Gone

If there was one person in this world that know the feeling of being left behind, I think that person, in no less--would be--ME.

I never experienced living real with parents way back when I was a kid. They often leave us behind... My father, ever since my older brother was born, has already been working out of the country as a seaman. My mother is a teacher in the same school where my brother and I studied but right before I stepped into that school she resigned. Yupsy. She choose to accompany my dad in his sail works, joining him and leaving us behind.



As young as 5 I was 'home'less, in homes' most sacred definition. I never knew what family means in life... all I know is that my mother and father leaves us to my Maternal grandparents who asks my parents to pay every cent they spend in us. My parents thinks everything's ok... what they do not know is the pain stuck in my older brother's and I's heart while they are away. My parents can pay every cent but how can they pay us? How can they pay us when those people they trusted in the past--to care for us in their place--where the one's who neglected us like them? These people where the one's who abused our innocence... these people who throws curses on us whenever our young minds makes mistakes... these people who hit and beat us when we are not sure of what is right and wrong to do.

How can my parents bring back FAMILY? the meaning of family when we are young.... could have been all the times' I should have known the feeling of family and what it feels to have one.

Then everything else goes back to sacrificing for our family, for our family to be able to live, for us to have better future, for our family to have this, that and so on... Our family... but up-to-this date, what 'FAMILY is' is still unclear to me.
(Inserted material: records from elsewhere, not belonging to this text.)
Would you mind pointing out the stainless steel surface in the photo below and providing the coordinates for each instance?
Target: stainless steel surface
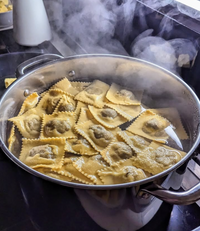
(178, 198)
(161, 88)
(6, 19)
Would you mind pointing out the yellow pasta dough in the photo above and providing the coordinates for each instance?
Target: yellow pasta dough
(94, 94)
(124, 172)
(89, 165)
(173, 116)
(120, 95)
(98, 136)
(71, 133)
(150, 126)
(58, 125)
(108, 117)
(47, 153)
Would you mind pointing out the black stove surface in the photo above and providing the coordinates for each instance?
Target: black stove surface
(31, 203)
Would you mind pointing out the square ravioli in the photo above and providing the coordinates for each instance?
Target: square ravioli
(80, 145)
(89, 165)
(116, 152)
(94, 94)
(108, 117)
(98, 136)
(65, 85)
(157, 158)
(69, 170)
(66, 104)
(137, 143)
(123, 172)
(58, 125)
(119, 95)
(173, 116)
(127, 111)
(49, 101)
(29, 123)
(47, 153)
(150, 126)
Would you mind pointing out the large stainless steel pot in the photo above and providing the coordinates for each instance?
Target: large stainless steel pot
(161, 89)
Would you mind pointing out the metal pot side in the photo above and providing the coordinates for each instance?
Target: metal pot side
(161, 89)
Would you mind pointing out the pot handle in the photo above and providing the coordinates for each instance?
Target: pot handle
(35, 61)
(179, 198)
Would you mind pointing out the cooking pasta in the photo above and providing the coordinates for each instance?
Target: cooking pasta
(78, 132)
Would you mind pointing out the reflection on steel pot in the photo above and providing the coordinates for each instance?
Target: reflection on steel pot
(161, 89)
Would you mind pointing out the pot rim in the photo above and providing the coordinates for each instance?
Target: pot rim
(100, 187)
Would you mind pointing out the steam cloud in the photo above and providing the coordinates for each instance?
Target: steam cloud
(104, 26)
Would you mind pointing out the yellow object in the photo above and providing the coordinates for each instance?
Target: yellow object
(5, 6)
(8, 81)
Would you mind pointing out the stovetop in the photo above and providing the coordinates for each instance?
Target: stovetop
(30, 203)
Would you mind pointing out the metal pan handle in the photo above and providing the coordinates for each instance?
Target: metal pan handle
(179, 198)
(35, 61)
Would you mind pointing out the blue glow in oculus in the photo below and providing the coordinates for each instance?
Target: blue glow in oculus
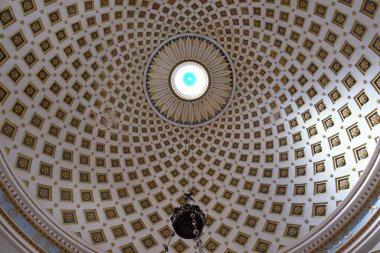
(189, 80)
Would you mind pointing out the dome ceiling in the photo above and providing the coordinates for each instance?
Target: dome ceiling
(296, 137)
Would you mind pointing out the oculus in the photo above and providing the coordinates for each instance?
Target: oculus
(189, 80)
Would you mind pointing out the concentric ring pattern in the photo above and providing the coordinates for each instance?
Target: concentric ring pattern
(296, 137)
(158, 80)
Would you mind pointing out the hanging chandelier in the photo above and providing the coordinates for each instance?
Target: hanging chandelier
(188, 221)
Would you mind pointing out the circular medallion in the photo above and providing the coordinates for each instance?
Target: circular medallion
(189, 80)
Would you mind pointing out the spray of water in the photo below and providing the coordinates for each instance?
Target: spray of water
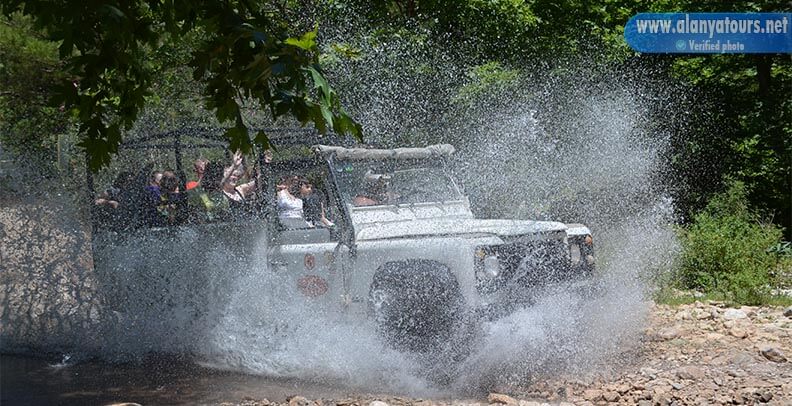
(564, 149)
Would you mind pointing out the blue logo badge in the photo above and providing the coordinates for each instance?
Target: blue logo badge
(710, 33)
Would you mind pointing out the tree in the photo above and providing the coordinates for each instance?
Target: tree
(244, 51)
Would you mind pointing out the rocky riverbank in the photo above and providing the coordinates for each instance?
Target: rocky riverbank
(697, 354)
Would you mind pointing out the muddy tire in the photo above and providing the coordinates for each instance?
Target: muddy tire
(417, 305)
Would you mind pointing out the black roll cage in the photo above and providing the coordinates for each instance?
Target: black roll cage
(213, 138)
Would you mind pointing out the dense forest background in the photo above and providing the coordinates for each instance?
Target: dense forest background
(66, 88)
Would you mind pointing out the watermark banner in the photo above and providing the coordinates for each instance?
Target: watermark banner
(710, 33)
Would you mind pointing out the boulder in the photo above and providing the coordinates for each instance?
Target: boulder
(773, 354)
(667, 333)
(738, 332)
(690, 372)
(501, 399)
(592, 395)
(298, 401)
(734, 314)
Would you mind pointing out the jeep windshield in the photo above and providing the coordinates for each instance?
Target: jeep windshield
(393, 182)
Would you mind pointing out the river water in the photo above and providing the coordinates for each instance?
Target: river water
(156, 380)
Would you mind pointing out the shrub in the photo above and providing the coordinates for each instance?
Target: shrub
(726, 249)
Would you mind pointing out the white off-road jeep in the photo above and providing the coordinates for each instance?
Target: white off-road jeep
(404, 247)
(407, 250)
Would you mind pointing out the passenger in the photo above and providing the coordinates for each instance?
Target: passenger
(199, 167)
(151, 200)
(290, 206)
(116, 204)
(207, 202)
(313, 206)
(237, 195)
(172, 205)
(153, 189)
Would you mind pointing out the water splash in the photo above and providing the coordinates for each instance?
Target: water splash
(597, 162)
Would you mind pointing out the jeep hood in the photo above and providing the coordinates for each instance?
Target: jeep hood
(460, 227)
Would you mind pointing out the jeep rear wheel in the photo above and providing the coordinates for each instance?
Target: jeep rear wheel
(417, 304)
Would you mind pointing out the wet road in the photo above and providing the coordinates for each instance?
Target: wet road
(160, 380)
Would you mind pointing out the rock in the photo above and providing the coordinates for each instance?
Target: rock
(667, 333)
(763, 395)
(502, 399)
(611, 396)
(734, 314)
(738, 332)
(690, 372)
(298, 401)
(773, 354)
(742, 358)
(592, 395)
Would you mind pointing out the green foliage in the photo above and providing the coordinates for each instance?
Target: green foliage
(245, 51)
(485, 80)
(725, 250)
(29, 68)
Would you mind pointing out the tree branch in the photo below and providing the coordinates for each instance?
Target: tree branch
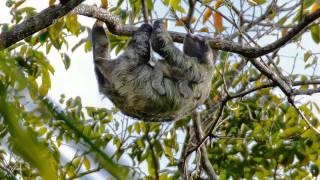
(116, 28)
(204, 154)
(35, 23)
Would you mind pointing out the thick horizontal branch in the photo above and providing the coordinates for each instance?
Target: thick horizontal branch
(50, 14)
(116, 28)
(35, 23)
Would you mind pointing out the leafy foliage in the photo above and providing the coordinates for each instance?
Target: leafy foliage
(261, 136)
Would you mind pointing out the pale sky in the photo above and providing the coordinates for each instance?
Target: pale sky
(80, 79)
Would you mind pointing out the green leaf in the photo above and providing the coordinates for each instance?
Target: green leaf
(315, 33)
(86, 163)
(290, 132)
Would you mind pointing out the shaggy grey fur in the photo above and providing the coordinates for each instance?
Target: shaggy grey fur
(167, 91)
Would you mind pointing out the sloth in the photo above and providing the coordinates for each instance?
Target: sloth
(167, 91)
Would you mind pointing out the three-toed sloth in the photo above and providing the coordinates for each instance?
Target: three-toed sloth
(166, 91)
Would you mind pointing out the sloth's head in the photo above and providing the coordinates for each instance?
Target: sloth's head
(196, 46)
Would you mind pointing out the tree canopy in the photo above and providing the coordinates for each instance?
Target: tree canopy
(261, 119)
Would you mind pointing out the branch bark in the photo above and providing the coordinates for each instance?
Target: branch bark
(50, 14)
(35, 23)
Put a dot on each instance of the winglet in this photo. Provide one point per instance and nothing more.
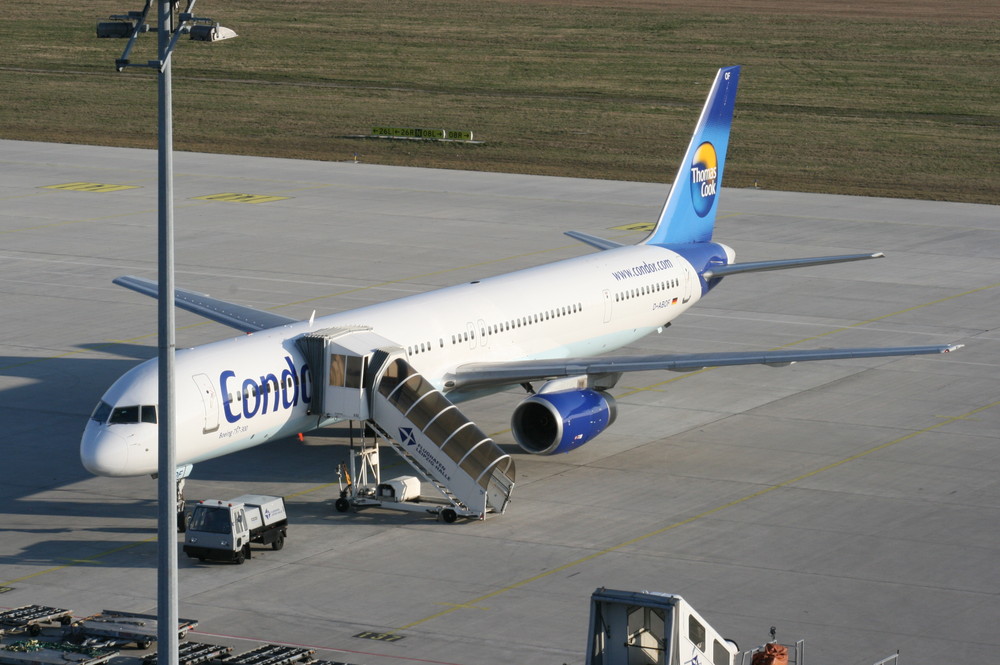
(688, 214)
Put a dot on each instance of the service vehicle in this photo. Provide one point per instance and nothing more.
(223, 530)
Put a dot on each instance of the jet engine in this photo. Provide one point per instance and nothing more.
(558, 422)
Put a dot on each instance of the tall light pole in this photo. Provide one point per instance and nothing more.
(170, 26)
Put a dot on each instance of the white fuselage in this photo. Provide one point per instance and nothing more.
(245, 391)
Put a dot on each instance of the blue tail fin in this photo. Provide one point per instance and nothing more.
(689, 212)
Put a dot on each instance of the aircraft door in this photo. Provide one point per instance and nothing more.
(471, 332)
(483, 337)
(210, 400)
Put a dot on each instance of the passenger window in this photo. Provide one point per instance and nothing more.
(696, 633)
(720, 656)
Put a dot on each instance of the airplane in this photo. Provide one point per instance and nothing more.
(551, 329)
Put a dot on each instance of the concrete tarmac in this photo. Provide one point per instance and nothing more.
(853, 504)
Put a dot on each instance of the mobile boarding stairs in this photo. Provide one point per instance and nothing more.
(361, 376)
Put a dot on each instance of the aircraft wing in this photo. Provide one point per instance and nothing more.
(244, 319)
(479, 375)
(782, 264)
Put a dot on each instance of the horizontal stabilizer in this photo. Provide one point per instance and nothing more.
(593, 241)
(244, 319)
(477, 375)
(782, 264)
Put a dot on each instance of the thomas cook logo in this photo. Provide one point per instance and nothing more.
(704, 178)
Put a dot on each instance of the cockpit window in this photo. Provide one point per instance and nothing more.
(124, 415)
(102, 412)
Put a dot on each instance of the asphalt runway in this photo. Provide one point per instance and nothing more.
(853, 504)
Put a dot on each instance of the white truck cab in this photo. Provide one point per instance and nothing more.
(223, 530)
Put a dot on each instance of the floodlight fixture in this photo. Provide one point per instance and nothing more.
(170, 25)
(211, 33)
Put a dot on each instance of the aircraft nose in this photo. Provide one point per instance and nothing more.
(103, 452)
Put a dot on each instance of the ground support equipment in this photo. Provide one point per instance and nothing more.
(28, 618)
(53, 653)
(122, 628)
(271, 654)
(193, 653)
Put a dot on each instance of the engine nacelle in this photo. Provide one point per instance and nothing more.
(558, 422)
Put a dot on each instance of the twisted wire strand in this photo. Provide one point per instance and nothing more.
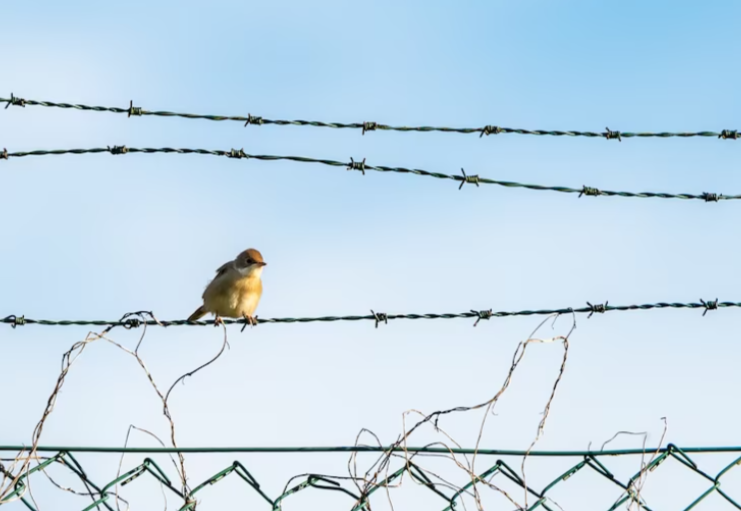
(363, 166)
(706, 305)
(373, 126)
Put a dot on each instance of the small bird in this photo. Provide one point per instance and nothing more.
(235, 290)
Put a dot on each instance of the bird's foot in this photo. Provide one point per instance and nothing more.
(249, 320)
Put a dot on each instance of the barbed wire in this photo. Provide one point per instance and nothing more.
(362, 166)
(592, 462)
(371, 449)
(366, 126)
(381, 317)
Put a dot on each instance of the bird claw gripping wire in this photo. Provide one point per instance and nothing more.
(249, 320)
(725, 134)
(15, 320)
(709, 305)
(588, 190)
(597, 308)
(236, 154)
(356, 165)
(468, 179)
(129, 322)
(253, 120)
(486, 314)
(609, 134)
(369, 126)
(490, 130)
(118, 149)
(380, 316)
(134, 110)
(15, 101)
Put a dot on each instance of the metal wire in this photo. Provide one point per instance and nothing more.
(373, 126)
(362, 166)
(133, 322)
(592, 461)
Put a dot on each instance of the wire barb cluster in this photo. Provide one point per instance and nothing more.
(362, 166)
(725, 134)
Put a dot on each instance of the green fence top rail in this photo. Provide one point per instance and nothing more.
(359, 490)
(363, 448)
(366, 126)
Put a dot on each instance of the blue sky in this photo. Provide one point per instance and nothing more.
(95, 236)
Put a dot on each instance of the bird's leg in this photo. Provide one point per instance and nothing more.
(251, 320)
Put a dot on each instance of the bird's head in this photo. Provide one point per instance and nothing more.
(250, 262)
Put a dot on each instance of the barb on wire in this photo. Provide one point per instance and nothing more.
(590, 309)
(725, 134)
(362, 167)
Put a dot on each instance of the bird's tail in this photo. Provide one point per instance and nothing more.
(198, 314)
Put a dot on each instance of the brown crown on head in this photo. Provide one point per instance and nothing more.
(249, 256)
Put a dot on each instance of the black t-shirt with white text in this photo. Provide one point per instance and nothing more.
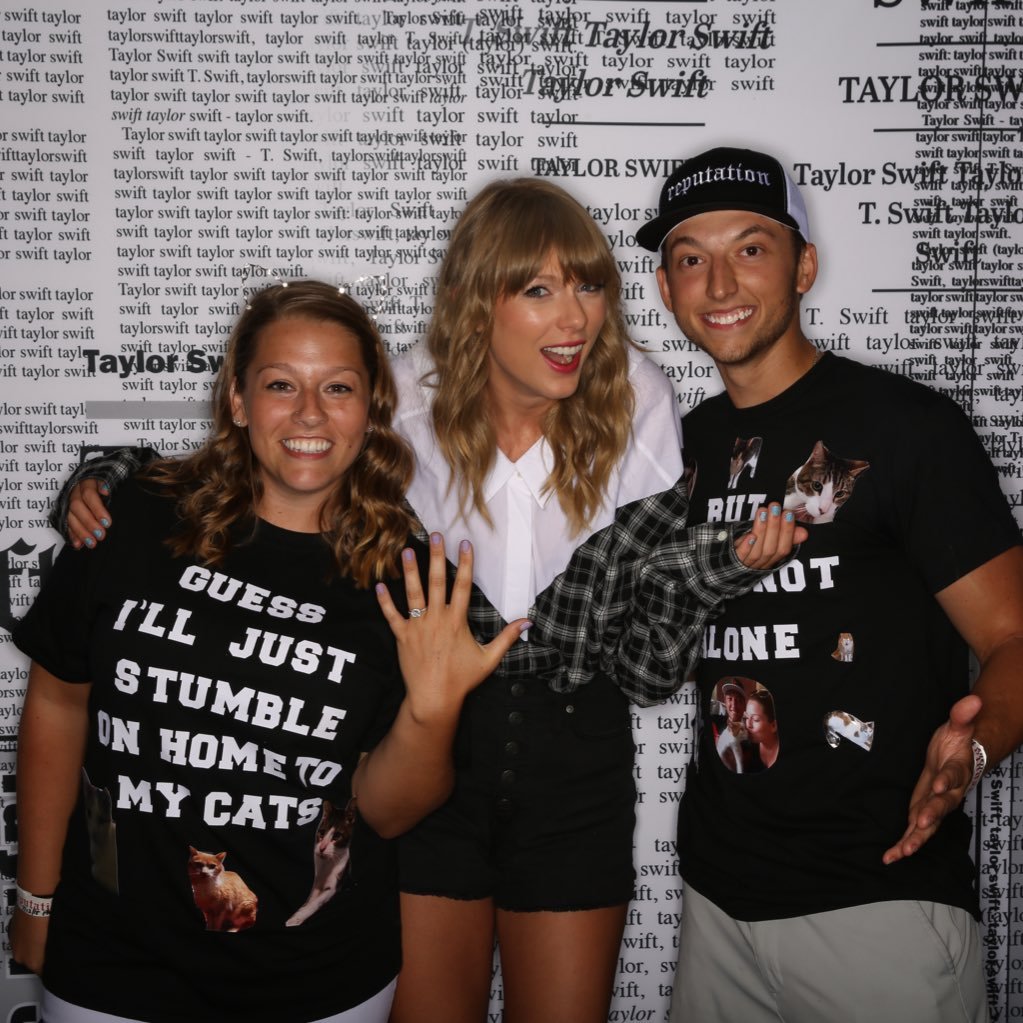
(842, 663)
(229, 706)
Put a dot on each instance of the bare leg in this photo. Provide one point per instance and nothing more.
(560, 967)
(447, 951)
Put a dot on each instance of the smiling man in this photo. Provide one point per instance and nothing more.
(857, 896)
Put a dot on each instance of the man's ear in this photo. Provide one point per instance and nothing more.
(806, 272)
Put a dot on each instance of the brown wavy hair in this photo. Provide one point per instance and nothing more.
(365, 521)
(500, 242)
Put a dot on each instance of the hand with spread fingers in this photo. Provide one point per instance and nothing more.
(770, 540)
(440, 658)
(88, 518)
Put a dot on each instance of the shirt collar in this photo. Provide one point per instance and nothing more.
(534, 468)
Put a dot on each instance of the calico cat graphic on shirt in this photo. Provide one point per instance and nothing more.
(821, 485)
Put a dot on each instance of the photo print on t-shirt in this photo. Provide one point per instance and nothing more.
(841, 724)
(745, 728)
(226, 902)
(845, 649)
(821, 485)
(331, 850)
(745, 454)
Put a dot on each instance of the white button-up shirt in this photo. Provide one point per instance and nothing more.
(529, 543)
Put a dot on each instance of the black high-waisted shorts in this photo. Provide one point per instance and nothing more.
(543, 808)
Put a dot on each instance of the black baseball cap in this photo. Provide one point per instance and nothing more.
(726, 179)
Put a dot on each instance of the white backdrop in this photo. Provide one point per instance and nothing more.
(157, 157)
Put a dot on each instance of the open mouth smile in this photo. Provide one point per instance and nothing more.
(564, 356)
(729, 318)
(307, 445)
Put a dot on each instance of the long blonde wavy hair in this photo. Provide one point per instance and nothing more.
(501, 241)
(365, 521)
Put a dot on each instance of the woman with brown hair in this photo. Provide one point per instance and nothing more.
(216, 738)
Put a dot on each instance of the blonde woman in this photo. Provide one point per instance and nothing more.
(547, 439)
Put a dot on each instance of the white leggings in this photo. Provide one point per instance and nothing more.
(374, 1010)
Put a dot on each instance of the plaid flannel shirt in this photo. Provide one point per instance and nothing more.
(631, 604)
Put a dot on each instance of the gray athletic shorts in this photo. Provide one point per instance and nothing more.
(884, 963)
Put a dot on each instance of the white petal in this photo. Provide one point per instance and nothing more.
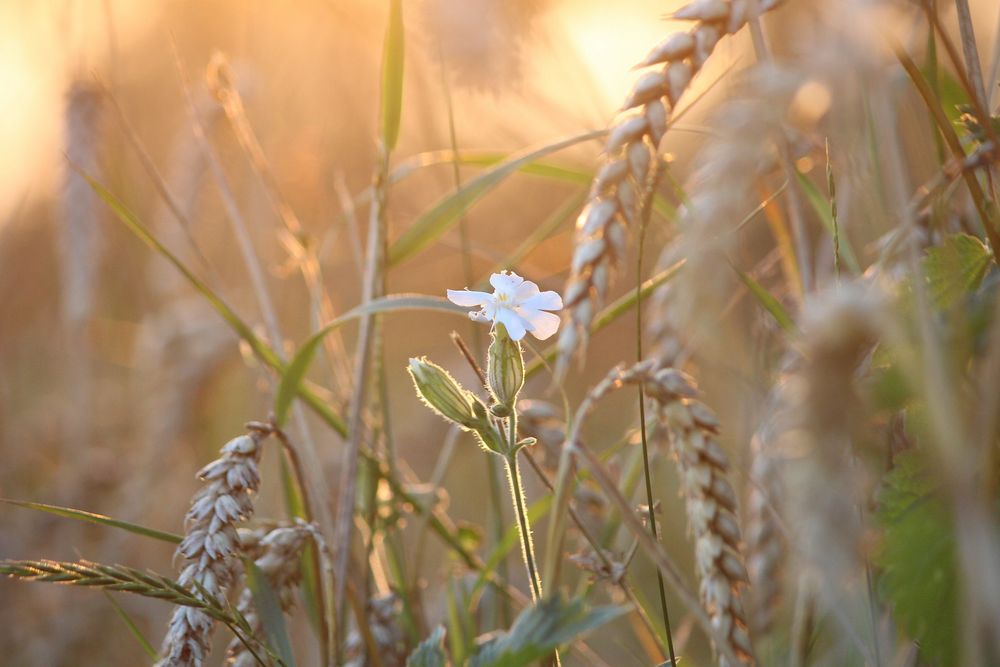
(515, 325)
(506, 282)
(544, 301)
(469, 298)
(525, 290)
(541, 324)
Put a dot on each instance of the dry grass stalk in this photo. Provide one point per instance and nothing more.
(211, 543)
(825, 485)
(709, 498)
(384, 633)
(277, 554)
(765, 543)
(617, 192)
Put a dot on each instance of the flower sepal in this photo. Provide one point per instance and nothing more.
(504, 368)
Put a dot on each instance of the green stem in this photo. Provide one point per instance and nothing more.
(654, 181)
(524, 528)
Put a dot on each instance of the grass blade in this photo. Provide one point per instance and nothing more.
(821, 207)
(769, 302)
(133, 628)
(292, 377)
(90, 517)
(446, 213)
(392, 76)
(272, 618)
(611, 313)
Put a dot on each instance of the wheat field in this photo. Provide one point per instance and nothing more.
(466, 332)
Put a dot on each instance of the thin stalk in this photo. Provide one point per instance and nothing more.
(374, 262)
(796, 210)
(494, 511)
(642, 407)
(524, 528)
But they're not just the one's that left me behind... my two maternal uncles later on followed but their reasons are understandable... they need to work. Oh... maybe my parents needs to work too... but how come mom should be there too?

All of my paternal aunts and untie's also left us, for reasons of studies, work and marriage.

Years after my grandfather, from both sides, soon left. Died.

Years after Dad's Mom died too.

When will my time come too? I hope it doesn't end in a decade.

Gone. Done. I know how it feels to be left behind. I know how it feel to have something and lose it in a snap. I know how hard it is to think that someone will never comeback again. I know.

But thinking of someone gone, just thinking about it makes me teary eyed. It makes me sick. My heart breaks. My chest feels like a bomb in tics and tacs for its last minute.